Could not create Model: Invalid argument: No OpKernel was registered to support Op ‘RealDiv’ used by {{node linear_to_mel_weight_matrix/truediv}}with these attrs: [T=DT_FLOAT]

Hi Team,
I am using DeepSpeech: v0.6.0-alpha.5-26-g896ac9d. I git cloned this using git LFS and started training on my corpus and the training went good with theaugmentations included. However when I tried to export my model from the best dev checkpoint and then ran an inference on audio file using deepspeech --model models/output_graph.pbmm --alphabet models/alphabet.txt --audio my_audio_file.wav, I got this error:

Invalid argument: No OpKernel was registered to support Op ‘RealDiv’ used by {{node linear_to_mel_weight_matrix/truediv}}with these attrs: [T=DT_FLOAT]
Registered devices: [CPU, GPU]
Registered kernels:


Could not create model.

I am kind of stuck here. Any insights why would this be happening?
@ bernardohenz

Kindly help

Can you share full output ?

I fear this is related. Can you do a quick test (1 epoch, not much data) without those augmentations and see if you can run the model ?

Hi, thanks for the prompt reply!
Yes I did the exact same thing and got the same error.
Took a relatively small dataset and ran the training for 3 epochs.
Using the exported model I ran the following command
–model model_test/output_graph.pb --alphabet speech_data/speech_commands_train/speech_commands_lm/alphabet.txt --lm speech_data/speech_commands_train/speech_commands_lm/lm3.binary --trie speech_data/speech_commands_train/speech_commands_lm/trie3 --audio /home/sumegha/ds/content/datalab/data/deepspeech/speech_commands_train/speech_commands/down/257e17e0_nohash_0.wav

Pardon the long data paths!

And still landed up with the same error!!
Any insights there??

This is not an op we are using, so there’s some missing element here. Have you made any change to DeepSpeech ? Is this using TensorFlow r1.14 ?

Yes I am using TF 1.14. Just changed the features to be fed from MFCC to MFSC. and some dimensionality changes in

It would have been nice to document that from the beginning … You completely changed the graph then. You need to adapt native_client/BUILD and rebuild to have the matching ops.

Care to document ?

It’s nice to experiment, but when reaching for help with errors, it would have been even nicer to document those changes ahead of time: it would have saved a lot of time to people.

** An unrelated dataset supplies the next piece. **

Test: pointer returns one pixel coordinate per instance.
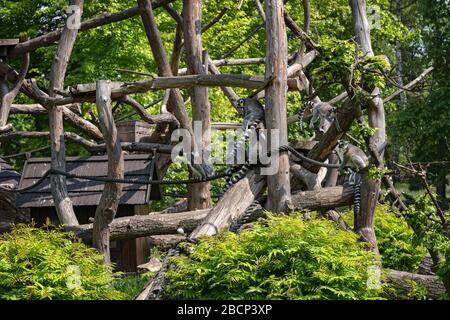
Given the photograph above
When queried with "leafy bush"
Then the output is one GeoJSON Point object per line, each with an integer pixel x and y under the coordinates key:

I put up a guide here on how to adjust the dependencies if you add new ops, hopefully it’s useful:

I think you can also just add “//tensorflow/core:ops” and “//tensorflow/core:all_kernels” to include everything, if you’re just experimenting. But note that it’ll substantially increase the size of

Thanks a ton for the help Reuben! Could you please help me out with where exactly do I have to add this “//tensorflow/core:ops” and “//tensorflow/core:all_kernels” .

I am trying to figure out the tensorflow operations, might need some help there.
Thanks a ton again!

The guide I linked above explains this. It goes in the libdeepspeech dependencies in native_client/BUILD

Got that! And the model is up and running!!
Thanks a ton team! :slight_smile:

1 Like

Good to know, it’d be interesting to have feedback on your changes.

The features that Deepspeech currently uses is MFCC, it’s pretty simple that if we don’t take the DCT the features are called as Log-Mel-spectrograms of Mel-Frequency Spectral Coefficients(MFSC). After some research we found that they work better. So tried to implement them instead of MFCC and thus there were some dimentionality changes that were made in Augmentation pipeline to get better results.
You guys have done exceptional work already!! Thanks a ton for all the help and documentation. :smiley:

I already attached the entire code while discussing with bernardohenz.

Sorry, you never mentionned that, so I missed it.